We visited 343 Industries’ offices to play Halo 5: Guardians’ tweaked post-beta multiplayer and got the world-first hands-on time with Master Chief’s side of the campaign (the latter of which you won’t see at E3). This taste of the second chapter of the Reclaimer Saga not only teases a new Reclamation for lore fans, but also serves as a chance for 343 to take back its good name. From what we’ve seen so far, it’s on the right track.
A NEW DAWN
After Halo 4 launched in 2012, 343 Industries shuffled its staff around. Halo 4 creative director Josh Holmes was promoted to internal studio head, and he then recruited Tim Longo to take his place on Halo 5. Longo cut his teeth at LucasArts, eventually becoming creative director on Star Wars: Republic Commando. He then spent several years at Crystal Dynamics working on the 2013 Tomb Raider reboot and eventually returned to LucasArts as creative director on an unannounced Star Wars first-person shooter. When Disney bought the company, two years of work on what was likely a Republic Commando sequel were trashed and Longo brought his sci-fi shooter pedigree to Halo.
The reconfigured team knew it was developing for the upcoming Xbox One. With the added horsepower over the Xbox 360, the developers shot for the stars in the conceptual phase. “Halo 5 is probably the most ambitious game we’ve done to date, and when it was originally pitched it was even more ambitious,” says founder and head of 343 Industries Bonnie Ross. “You come in with a huge idea and you mold it down into something that I think really works. All of the pieces are coming together really nicely. It’s going to be a very different Halo, but it also feels the same.”

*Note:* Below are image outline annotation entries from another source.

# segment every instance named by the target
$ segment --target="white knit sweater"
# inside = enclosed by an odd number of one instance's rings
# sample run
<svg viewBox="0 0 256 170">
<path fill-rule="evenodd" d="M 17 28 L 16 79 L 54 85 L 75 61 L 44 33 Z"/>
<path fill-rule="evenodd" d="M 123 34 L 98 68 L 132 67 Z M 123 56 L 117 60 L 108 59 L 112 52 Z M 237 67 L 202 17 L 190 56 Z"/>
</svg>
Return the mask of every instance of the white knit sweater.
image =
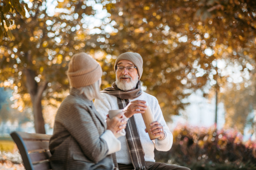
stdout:
<svg viewBox="0 0 256 170">
<path fill-rule="evenodd" d="M 101 94 L 103 99 L 101 100 L 95 99 L 94 105 L 98 112 L 102 115 L 103 119 L 105 119 L 109 110 L 119 109 L 119 108 L 116 97 L 104 93 L 101 93 Z M 146 127 L 141 114 L 137 113 L 134 115 L 140 142 L 145 154 L 145 161 L 154 162 L 155 161 L 154 159 L 154 150 L 155 146 L 156 149 L 158 150 L 164 151 L 169 150 L 172 145 L 172 134 L 164 120 L 157 99 L 153 96 L 143 92 L 141 95 L 136 99 L 129 100 L 129 102 L 138 99 L 145 100 L 147 102 L 147 104 L 150 106 L 152 110 L 155 120 L 162 125 L 166 134 L 166 136 L 163 140 L 157 139 L 151 141 L 148 134 L 145 132 L 145 129 Z M 121 149 L 116 153 L 117 162 L 123 164 L 131 163 L 125 136 L 121 136 L 118 139 L 121 142 Z M 154 146 L 152 142 L 154 142 Z"/>
</svg>

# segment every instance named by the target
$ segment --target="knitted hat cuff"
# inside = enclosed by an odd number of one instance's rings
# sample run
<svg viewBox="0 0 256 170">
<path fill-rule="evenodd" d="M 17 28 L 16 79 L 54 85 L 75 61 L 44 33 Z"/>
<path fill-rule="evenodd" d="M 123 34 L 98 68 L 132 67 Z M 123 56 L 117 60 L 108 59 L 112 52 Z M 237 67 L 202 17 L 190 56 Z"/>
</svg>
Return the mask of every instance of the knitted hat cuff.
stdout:
<svg viewBox="0 0 256 170">
<path fill-rule="evenodd" d="M 102 71 L 99 65 L 96 68 L 89 73 L 83 70 L 76 72 L 68 73 L 70 83 L 73 88 L 79 88 L 92 85 L 102 75 Z"/>
</svg>

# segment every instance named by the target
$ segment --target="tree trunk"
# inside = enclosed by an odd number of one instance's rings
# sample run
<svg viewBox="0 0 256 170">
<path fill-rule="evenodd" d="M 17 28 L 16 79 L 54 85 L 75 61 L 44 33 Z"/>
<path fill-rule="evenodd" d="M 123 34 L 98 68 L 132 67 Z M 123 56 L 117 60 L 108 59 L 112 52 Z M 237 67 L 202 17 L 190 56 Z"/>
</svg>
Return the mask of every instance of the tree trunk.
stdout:
<svg viewBox="0 0 256 170">
<path fill-rule="evenodd" d="M 45 134 L 44 121 L 42 111 L 42 95 L 46 87 L 47 83 L 41 82 L 38 85 L 35 80 L 35 71 L 29 69 L 26 69 L 24 72 L 26 76 L 26 86 L 30 94 L 30 97 L 33 105 L 34 122 L 35 132 L 38 133 Z"/>
<path fill-rule="evenodd" d="M 217 118 L 218 116 L 218 88 L 217 87 L 216 87 L 216 96 L 215 97 L 215 124 L 216 124 L 216 127 L 217 127 Z"/>
</svg>

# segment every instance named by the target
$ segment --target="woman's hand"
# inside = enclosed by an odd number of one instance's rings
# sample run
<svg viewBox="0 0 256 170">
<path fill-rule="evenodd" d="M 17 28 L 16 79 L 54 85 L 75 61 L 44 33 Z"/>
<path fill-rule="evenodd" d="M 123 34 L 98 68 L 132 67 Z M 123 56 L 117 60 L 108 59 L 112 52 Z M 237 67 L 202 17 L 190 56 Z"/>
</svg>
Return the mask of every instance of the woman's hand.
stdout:
<svg viewBox="0 0 256 170">
<path fill-rule="evenodd" d="M 111 119 L 109 119 L 108 115 L 107 115 L 107 129 L 111 130 L 114 135 L 126 127 L 127 120 L 123 117 L 123 112 L 120 113 Z"/>
</svg>

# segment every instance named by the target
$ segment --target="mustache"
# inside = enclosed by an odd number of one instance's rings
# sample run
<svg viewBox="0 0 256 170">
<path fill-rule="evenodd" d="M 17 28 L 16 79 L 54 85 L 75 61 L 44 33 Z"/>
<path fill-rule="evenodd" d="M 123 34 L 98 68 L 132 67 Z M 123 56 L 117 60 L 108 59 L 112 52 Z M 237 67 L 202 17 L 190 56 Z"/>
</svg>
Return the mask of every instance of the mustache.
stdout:
<svg viewBox="0 0 256 170">
<path fill-rule="evenodd" d="M 131 77 L 128 75 L 121 75 L 119 77 L 119 79 L 120 79 L 121 78 L 129 78 L 130 79 L 132 79 Z"/>
</svg>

This mix of familiar and new pervades everything we played at the studio. As beta players know, multiplayer returns to structural roots of the original games, yet adds a new twist with Spartan abilities like dashing thrusters and a death-from-above ground pound. Campaign trades off control of series hero Master Chief with new character Spartan Jameson Locke, a similar approach to what Bungie did with Halo 2’s Arbiter. But now solo players are always accompanied by an A.I. fireteam of three that can receive orders or be inhabited by drop-in/drop-out co-op friends. The studio is also creating a new mode that promises to unite everything fans love about Halo.